Please consider registering as a member of the International Spenser Society, the professional organization that supports The Spenser Review. There is no charge for membership; your contact information will be kept strictly confidential and will be used only to conduct the business of the ISS—chiefly to notify members when a new issue of SpR has been posted.

Slavery, Allegory and Romance in Book VI of the Faerie Queene
by Kat Addis

In Book VI, canto x of The Faerie Queene, a group of brigands raid the poem’s pastoral idyll and capture Melibee, Coridon and Pastorella. At the beginning of the next canto, the brigands unsuccessfully attempt to sell their captives into slavery.
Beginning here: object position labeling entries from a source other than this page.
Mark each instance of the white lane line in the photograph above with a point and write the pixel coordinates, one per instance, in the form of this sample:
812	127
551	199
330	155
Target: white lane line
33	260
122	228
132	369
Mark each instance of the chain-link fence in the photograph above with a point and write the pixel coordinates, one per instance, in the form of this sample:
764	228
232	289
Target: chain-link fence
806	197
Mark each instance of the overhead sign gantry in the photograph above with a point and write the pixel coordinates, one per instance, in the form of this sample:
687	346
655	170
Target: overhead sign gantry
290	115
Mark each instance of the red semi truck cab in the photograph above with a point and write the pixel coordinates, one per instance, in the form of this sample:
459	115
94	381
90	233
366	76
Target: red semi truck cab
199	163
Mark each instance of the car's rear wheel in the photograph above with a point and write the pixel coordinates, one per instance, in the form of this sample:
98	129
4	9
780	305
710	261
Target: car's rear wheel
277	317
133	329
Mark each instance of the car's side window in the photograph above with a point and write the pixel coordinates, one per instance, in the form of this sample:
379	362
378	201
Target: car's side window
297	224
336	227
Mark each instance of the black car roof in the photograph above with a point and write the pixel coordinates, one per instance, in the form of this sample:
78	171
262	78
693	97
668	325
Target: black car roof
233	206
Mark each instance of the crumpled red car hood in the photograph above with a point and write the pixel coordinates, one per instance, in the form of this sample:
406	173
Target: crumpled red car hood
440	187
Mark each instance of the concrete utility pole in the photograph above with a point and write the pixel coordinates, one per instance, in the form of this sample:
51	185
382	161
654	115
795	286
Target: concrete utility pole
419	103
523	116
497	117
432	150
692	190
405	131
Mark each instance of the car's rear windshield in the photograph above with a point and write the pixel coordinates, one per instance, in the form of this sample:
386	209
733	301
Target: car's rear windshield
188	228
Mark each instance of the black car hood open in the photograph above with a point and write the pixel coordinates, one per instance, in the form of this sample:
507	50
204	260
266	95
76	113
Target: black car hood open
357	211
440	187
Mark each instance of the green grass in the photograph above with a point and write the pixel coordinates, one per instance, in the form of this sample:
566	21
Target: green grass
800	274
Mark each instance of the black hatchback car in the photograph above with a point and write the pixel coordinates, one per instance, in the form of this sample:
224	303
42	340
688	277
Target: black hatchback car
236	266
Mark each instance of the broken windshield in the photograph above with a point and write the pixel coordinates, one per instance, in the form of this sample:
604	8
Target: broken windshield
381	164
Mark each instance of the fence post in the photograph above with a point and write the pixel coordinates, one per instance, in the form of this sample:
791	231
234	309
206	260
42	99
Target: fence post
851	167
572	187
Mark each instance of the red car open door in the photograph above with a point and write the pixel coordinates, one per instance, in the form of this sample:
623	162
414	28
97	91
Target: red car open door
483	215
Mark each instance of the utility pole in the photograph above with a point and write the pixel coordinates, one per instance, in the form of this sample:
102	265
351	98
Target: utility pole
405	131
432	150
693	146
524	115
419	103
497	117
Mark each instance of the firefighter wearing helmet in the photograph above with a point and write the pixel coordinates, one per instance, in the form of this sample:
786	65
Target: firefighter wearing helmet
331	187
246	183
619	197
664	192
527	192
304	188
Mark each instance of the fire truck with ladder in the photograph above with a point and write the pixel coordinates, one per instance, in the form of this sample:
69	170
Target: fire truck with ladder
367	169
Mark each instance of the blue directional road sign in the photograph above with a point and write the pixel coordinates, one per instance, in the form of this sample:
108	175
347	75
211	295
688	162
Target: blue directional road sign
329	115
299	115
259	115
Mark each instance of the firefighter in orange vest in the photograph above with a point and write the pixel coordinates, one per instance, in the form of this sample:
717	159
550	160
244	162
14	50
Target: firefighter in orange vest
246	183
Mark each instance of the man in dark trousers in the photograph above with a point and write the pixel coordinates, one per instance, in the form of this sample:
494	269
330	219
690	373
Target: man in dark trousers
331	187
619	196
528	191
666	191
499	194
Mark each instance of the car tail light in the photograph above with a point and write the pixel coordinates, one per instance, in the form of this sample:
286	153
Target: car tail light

This essay wonders why Spenser’s Faerie Queene enters into an apparently non-allegorical mode in order to describe a process that itself relies on the operations of allegory. Since the essay originated as a conference paper intending to provoke further thought about the term “slaves” as it appears in Spenser’s poem, it neither exhausts possible avenues of investigation nor concludes those that it opens up, but I hope that it indicates a few productive ways forward. Read more…

Comments

  • Comment deleted 1 year, 10 months ago

  • Livermore Concrete And Masonry Pros 4 months, 1 week ago

    They also argue that some of these modes, such as diaries, journals, personal guides to the Bible and devotional practice, and spiritual autobiographies, have been insufficiently acknowledged as fully authored works.

    Link / Reply
  • Irving Mobile Truck Repair 4 months, 1 week ago

    This essay wonders why Spenser’s Faerie Queene enters into an apparently non-allegorical mode in order to describe a process that itself relies on the operations of allegory.

    Link / Reply

You must log in to comment.

Cite as:

Kat Addis, "Slavery, Allegory and Romance in Book VI of the Faerie Queene," Spenser Review (Fall 2021). Accessed April 19th, 2024.